Monthly: ~$4,590. 77% savings vs. Option A.

The progression from $20,250/month to $4,590/month uses no different models, no degradation in output quality, and no self-hosting. It is entirely a function of caching, routing, and batching. These are infrastructure decisions, not model decisions.
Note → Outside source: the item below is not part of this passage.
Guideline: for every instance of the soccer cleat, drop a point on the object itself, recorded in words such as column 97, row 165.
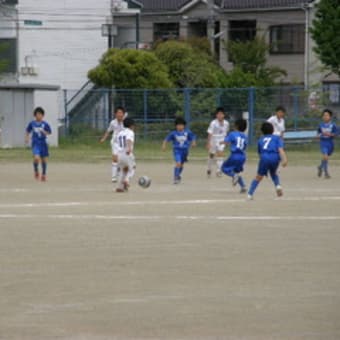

Quick reference: cost per 1M output tokens

For fast comparison. Sorted cheapest to most expensive. Input costs excluded (they vary by caching and prompt design). This is what you pay for the tokens your users actually see.

Model	Output $/M	Type
Mistral Nemo 12B	$0.06	Proprietary
Gemini 2.5 Flash-Lite	$0.10	Proprietary
DeepSeek V4-Flash	$0.28	Proprietary
Llama 4 Scout (hosted)	~$0.40	Open-weight
GPT-5.4 nano	$1.25	Proprietary
Gemini 3.1 Flash-Lite	$1.50	Proprietary
DeepSeek R1	$2.19	Open-weight
GPT-5.4 mini	$4.50	Proprietary
o4-mini	$4.40	Proprietary
Claude Haiku 4.5	$5.00	Proprietary
Mistral Large 3	$6.00	Proprietary
o3	$8.00	Proprietary
GPT-5.4	$10.00	Proprietary
Gemini 2.5 Pro	$10.00	Proprietary
Gemini 3.1 Pro	$12–18	Proprietary
Claude Sonnet 4.6	$15.00	Proprietary
Claude Opus 4.7	$25.00	Proprietary
GPT-5.5	$30.00	Proprietary

Prices verified April 25, 2026. The LLM pricing landscape shifts every 2–4 weeks. Use pricepertoken.com for live tracking across 300+ models. Always confirm against official provider documentation before production budgeting.